You hear this kind of statements in American talk radio all the time. There are always those references to a law you never heard that a senator approved without you knowing about it, and that later you discover with a quick Google search never existed. Recently when discussing the welfare state in Sweden, an American acquaintance said that this Scandinavian country doesn’t have a minimum wage. What do you say to that? I am not an expert on the Swedish minimum wage, and that was not even what we were discussing. Sweden does not have a minimum wage as Austria, Denmark, Cyprus, and Finland also do not have the minimum wage. It is not a strange situation. The collective bargaining deals cover most of the workers so that they in fact have a minimum wage. What he said was not completely true, and it does not mean what he thinks it means, because unions in those countries have a strength they do not have in the United States. These nuances do not play well with definitive statements.
American idiot savants are dangerous. They simplify public speech to a point you do not know what is true or not, and you do not even care. Their self-esteem is so high they prefer to look good in a discussion than to share what they truly know—nothing. The lessons idiot savants teach you are two—
First, never trust someone who talks with definitive statements about complex subjects. Complex problems rarely have easy answers and when they do, don’t assume the schmuck in front of you came up with them before anyone else did.

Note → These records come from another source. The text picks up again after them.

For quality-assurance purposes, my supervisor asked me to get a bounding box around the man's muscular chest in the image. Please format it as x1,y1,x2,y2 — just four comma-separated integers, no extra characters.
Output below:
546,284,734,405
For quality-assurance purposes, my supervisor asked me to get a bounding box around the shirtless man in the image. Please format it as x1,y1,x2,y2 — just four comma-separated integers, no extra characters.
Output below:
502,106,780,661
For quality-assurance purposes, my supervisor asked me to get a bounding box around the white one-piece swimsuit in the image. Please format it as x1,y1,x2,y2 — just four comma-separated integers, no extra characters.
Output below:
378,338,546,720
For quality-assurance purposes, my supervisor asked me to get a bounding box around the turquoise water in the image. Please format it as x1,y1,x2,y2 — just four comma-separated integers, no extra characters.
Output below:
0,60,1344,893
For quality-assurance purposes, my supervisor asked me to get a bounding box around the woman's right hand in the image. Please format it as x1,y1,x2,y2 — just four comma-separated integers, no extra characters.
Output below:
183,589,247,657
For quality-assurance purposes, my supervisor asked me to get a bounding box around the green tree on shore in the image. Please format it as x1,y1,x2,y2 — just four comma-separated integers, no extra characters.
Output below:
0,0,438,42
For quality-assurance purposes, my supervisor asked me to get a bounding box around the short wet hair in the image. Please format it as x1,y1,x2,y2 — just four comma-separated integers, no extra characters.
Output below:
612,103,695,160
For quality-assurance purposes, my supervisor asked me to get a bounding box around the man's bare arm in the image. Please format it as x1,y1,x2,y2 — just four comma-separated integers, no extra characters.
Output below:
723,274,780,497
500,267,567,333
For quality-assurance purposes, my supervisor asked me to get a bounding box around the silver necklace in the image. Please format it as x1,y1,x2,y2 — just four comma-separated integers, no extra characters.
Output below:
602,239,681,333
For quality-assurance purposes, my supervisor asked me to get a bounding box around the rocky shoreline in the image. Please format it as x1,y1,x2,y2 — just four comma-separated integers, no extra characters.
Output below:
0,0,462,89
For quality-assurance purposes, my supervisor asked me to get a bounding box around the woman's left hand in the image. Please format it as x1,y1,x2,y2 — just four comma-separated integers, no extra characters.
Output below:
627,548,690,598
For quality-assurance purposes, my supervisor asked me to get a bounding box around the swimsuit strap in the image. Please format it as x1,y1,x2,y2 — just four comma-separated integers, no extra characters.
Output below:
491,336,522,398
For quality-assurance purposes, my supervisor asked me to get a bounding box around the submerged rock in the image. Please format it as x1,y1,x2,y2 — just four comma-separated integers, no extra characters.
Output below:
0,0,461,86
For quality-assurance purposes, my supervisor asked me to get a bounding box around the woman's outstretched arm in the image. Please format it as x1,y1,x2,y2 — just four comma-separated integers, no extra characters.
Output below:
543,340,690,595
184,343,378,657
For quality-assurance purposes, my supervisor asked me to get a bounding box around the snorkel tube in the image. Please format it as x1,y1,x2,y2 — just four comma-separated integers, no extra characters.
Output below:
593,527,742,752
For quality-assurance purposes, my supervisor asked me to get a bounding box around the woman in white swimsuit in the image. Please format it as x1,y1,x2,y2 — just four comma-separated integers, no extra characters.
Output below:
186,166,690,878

Second, take the word of an American (except an expert or Noam Chomsky’s) about what’s happening in foreign countries with a grain of salt. Understandably so, America is an insular culture turned inwards. It is difficult to know what is going on in the world when you are there. That is why talking about foreign countries in America gives the speaker an aura of sophistication he does not deserve. Most problems are the same everywhere. The ways you go about solving them is the element that changes but even that less than you think.